Albert D. Friedberg, savvy investor and president and CEO of Bay Street-based Friedberg Mercantile Group (founded: 1971), first called his clients' attention to emergent economic catastrophe early in 2007. “Not since the days of the Great Depression,” he wrote in his firm's second-quarter report, “have we found conditions as ripe for a run on financial institutions as we do today.” He referred to a serious global credit crunch as inevitable and imminent. Corporate default rates would rise dramatically, he said, and corporations would shed workers. Unemployment would rise dramatically. The long economic expansion would come to an end.
By the end of June a year later, he was able to report that his firm had realized year-over-year gains of 60 per cent in his two Global Macro Hedge Funds (one by 57 per cent, the other by 62 per cent).
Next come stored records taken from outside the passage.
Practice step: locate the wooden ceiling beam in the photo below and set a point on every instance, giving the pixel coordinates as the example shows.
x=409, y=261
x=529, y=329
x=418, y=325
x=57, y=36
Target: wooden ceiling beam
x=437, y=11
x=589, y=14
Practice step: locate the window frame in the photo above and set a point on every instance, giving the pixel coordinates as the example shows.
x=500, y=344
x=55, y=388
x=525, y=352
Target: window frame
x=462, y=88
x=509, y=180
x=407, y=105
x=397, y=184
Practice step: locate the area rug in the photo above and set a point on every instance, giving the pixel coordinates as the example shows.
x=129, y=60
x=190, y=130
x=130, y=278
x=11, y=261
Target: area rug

Mr. Friedberg realized these gains, in part, by investing in short positions in such once-esteemed companies as Ambac Financial, MBIA Inc., Bear Stearns Cos. Inc., UBS AG, Merrill Lynch & Co. Inc., Fannie Mae and Bank of America – “and riding these issues,” Mr. Friedberg said in his second-quarter report, “into very low digits.” By year's end, all unprecedented volatility aside, Mr. Friedberg's funds posted further exceptional gains: up year over year by 37 per cent in one fund, by 41 per cent in the other.
Mr. Friedberg, in other words, understood what was happening – in evident contrast to other savvy investors, among them some of the most celebrated in the world, who didn't. In Mr. Friedberg's judgment, though, the world's governments and central banks understood even less. “The Fed should take immediate steps to correct its abysmal failure of policy,” he said in the second-quarter report, “one that guarantees instability by repeatedly generating financial bubbles.” He thinks that the Fed should allow interest rates to find their natural market level without interference. He believes that governments should restrict themselves to “minimalist intervention.”
Mr. Friedberg writes his quarterly reports himself in his own inimitable way. When he errs, he candidly explains why. You can access the Friedberg archival reports free: Go to friedberg.ca. These reports document Mr. Friedberg's assessment of the coming catastrophe – and trace his devastating critiques of government monetary and fiscal policy.
What should Finance Minister Jim Flaherty have done yesterday in his carefully crafted budget? In Mr. Friedberg's judgment, he should have delivered fewer short-term fixes and more long-term structural reform. Mr. Friedberg wrote a personal letter to Mr. Flaherty before the budget – so we know precisely what he recommended. This letter warrants widespread discussion. Here are selected excerpts:
“Governments around the globe did not understand, and still do not understand, the real nature of the economic problem. For example, they do not realize that it was too much debt that caused the problem – and so they try, where possible, to encourage people to take on more debt to help resolve the crisis.”
“Governments should encourage people to de-leverage – to save and to nurse back to health their overextended balance sheets.”
“Governments think that short-term quick fixes can help re-start the economy and so they dream up silly tax cuts and wasteful projects instead of concentrating on long-term issues.”
“Governments ought to use the present opportunity to implement policies that, under normal conditions, they could never get away with because of the fear of running a huge deficit. Well, huge deficits are now de rigueur. Use this opportunity to lift as much deadweight off the private sector as possible by implementing solid, coherent and rational long-term policies.”
“The U.S. and the rest of the world are taking enough reflationary measures to spare you the need to do anything too dramatic. If the global economy recovers, Canada recovers on its back. If it does not recover, whatever Canada proposes in the way of fiscal and monetary stimulus will go to waste. You will end up weakening your finances and damaging your long-term prospects for nought.”
“There is no need to propose heroic measures. If I were in your place, I would cut taxes. Flatten them. Simplify the code. These growth-promoting measures will almost certainly pay for themselves in coming years – so don't worry if the deficit increases beyond recent experience.”
“I would try to persuade the Bank of Canada to abandon its activist monetary policy. It can only bring grief to our citizens because the value of our money is set to plunge. Very soon, you will see the price of gold begin a long climb, soaring well into the thousands of dollars [per ounce], in response to the monetary debauchery of the world's central banks.”
“Don't let this [monetary collapse] happen to the Canadian dollar. Let it become the world's strongest currency.”
“You have been given an extraordinary opportunity to free-ride on the back of the U.S. and the rest of the world. Use it to promote balanced growth.”
Mr. Friedberg may be right on the coming currency collapse – or not. But his analysis vividly documents the significant risk of further economic calamities ahead that arise from quick-fix solutions to the calamities of the moment.